Just after the hospital the road starts descending quite quickly and follows the mountain to the right. Close eyes on Athena to make sure she does not lose it. There is absolutely no safe way to stop on this road. A few more minutes and we arrive in the main square. There is a public parking facility right next to the primary square in front of the lake.

The sun is strong but it is still quite cool. September in Como rarely gets above 65 degrees and the humidity off the water makes it seem a bit cooler. At night the northern breeze from the Alps drops the temperature into the high 40s. Not really cold enough for a coat but a light jacket or sweater is a good idea both day and night.

As we park the girls are excited to get out of the car. It has been almost an hour because of the increased tourist traffic on Sunday morning. First stop is the cemetery, the girls' grandmother is buried there and we stop in on a regularly to change the flowers and clean things up. The Funivia, kind of an elevator on a slant, is anchored close to the parking lot and stops very close to the cemetery. We could take the steps but it is quite an endeavor.

As most cemeteries in Italy the cemetery of Como has numerous works of art, primarily sculptures, but the girls want to see their grandmother and get back down to the lake. A quick stop and we are ready for a fun day. Georgia immediately spots the “Pedalo” manual powered paddle boats and wants to go for a ride. Go for a ride means Daddy peddles and everyone else rides as they quickly tire. My mind raced to the time we had peddled well past the port’s protective wall and everyone became extremely tired and cranky. It had been about 45 minutes out there so the return was quite the feat.

Fortunately, it is a bit chilly to hit the paddle boats and I steer the family towards the hydroplane boats. We sign-up for the complete trip around the lake. It takes a couple of hours and they serve lunch on board. This is definitely something worth doing. As we leave the port we pass in front of villa Olmo just before Cernobbio. There are so many beautiful villas. Rachele asks why the houses have part of the house that jets out into the water.
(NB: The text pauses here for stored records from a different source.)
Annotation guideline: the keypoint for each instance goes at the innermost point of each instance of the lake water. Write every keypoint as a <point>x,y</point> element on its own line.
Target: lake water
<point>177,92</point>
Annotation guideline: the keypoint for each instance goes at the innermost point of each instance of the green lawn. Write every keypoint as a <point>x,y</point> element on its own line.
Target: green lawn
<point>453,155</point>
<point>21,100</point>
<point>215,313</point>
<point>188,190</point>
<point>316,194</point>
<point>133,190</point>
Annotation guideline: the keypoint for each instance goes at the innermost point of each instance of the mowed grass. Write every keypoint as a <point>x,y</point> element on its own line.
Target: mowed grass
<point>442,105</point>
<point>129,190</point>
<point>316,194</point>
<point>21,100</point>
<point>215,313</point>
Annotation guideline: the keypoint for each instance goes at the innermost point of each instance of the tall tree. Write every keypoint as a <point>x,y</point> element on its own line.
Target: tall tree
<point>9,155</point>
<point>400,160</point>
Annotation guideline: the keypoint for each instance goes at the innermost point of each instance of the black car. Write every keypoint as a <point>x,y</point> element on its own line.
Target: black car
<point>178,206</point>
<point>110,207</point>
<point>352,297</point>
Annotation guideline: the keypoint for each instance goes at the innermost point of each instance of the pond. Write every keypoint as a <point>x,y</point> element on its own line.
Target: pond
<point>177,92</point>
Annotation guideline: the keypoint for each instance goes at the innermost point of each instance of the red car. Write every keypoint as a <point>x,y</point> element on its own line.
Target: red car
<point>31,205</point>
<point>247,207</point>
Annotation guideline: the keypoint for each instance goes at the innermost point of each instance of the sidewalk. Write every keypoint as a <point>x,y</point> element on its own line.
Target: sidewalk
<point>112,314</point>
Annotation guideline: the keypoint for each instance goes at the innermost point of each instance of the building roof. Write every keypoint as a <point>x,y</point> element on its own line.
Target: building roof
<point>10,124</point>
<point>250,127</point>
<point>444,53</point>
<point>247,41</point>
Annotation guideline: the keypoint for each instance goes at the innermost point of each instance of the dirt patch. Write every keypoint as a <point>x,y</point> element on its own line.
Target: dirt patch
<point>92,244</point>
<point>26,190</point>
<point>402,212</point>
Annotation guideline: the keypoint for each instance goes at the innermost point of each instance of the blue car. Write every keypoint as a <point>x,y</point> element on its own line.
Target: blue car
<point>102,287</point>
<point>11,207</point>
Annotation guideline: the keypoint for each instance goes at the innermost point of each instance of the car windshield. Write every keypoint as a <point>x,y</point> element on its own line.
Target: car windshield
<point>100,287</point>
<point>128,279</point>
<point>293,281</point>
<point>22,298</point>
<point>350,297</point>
Just about that time we pass by one of the open extensions and she can see the water inside the structure. I explain that this is actually the garage. Most people who live right on the lake have a boathouse for their boat. Most of the time it will be the primary method of transportation. She looks on with awe as we pass one with doors open.
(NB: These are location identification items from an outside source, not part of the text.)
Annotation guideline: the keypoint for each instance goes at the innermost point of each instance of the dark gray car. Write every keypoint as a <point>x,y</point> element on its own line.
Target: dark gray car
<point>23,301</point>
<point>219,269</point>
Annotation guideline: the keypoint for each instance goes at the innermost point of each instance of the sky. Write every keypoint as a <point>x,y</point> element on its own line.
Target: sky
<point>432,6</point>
The food is pretty good on the boat but not the reason to take the hydroplane. The Lake of Como is huge and sits between the mountains. The views are spectacular with the Alps jetting straight up out of the water. The numerous towns along the lake are somewhat cutoff and you can find everyday life situations that seem reproductions from the 1800. As we pull back into port the traveling fair has started opening its rides. The sun is starting to set and the city is lighting up.
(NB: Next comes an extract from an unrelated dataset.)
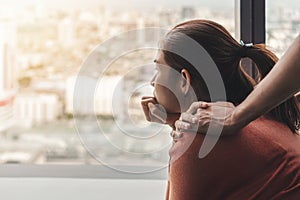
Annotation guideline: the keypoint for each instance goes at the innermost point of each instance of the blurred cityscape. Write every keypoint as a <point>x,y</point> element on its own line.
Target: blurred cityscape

A few rides, some cotton candy, and we are off to the main square. By this time the kids are really tired but before we head home I wanted to see the new silk products. The silk from Como is famous around the world. The city has a silk museum, hosts many trade fairs and has over a thousand companies that work directly with the silk industry. A quick walk through the main square and down via Volta. The colors are vivid and highly contrasted. They do such beautiful work.

Silk scarves are one of my favorite presents to give. They are usually appreciated by women of all ages so I buy them when I find something I like. Today is no exception, a gold chain pattern on a sky blue background with cobalt blue medallions. Right now I have no idea who will receive this but I like it and I am confident I will find the proper occasion.

The day has gone. The kids are happy to pile back into the car. This time they will not even perceive the length of the trip. Tired and happy they will sleep the entire way home.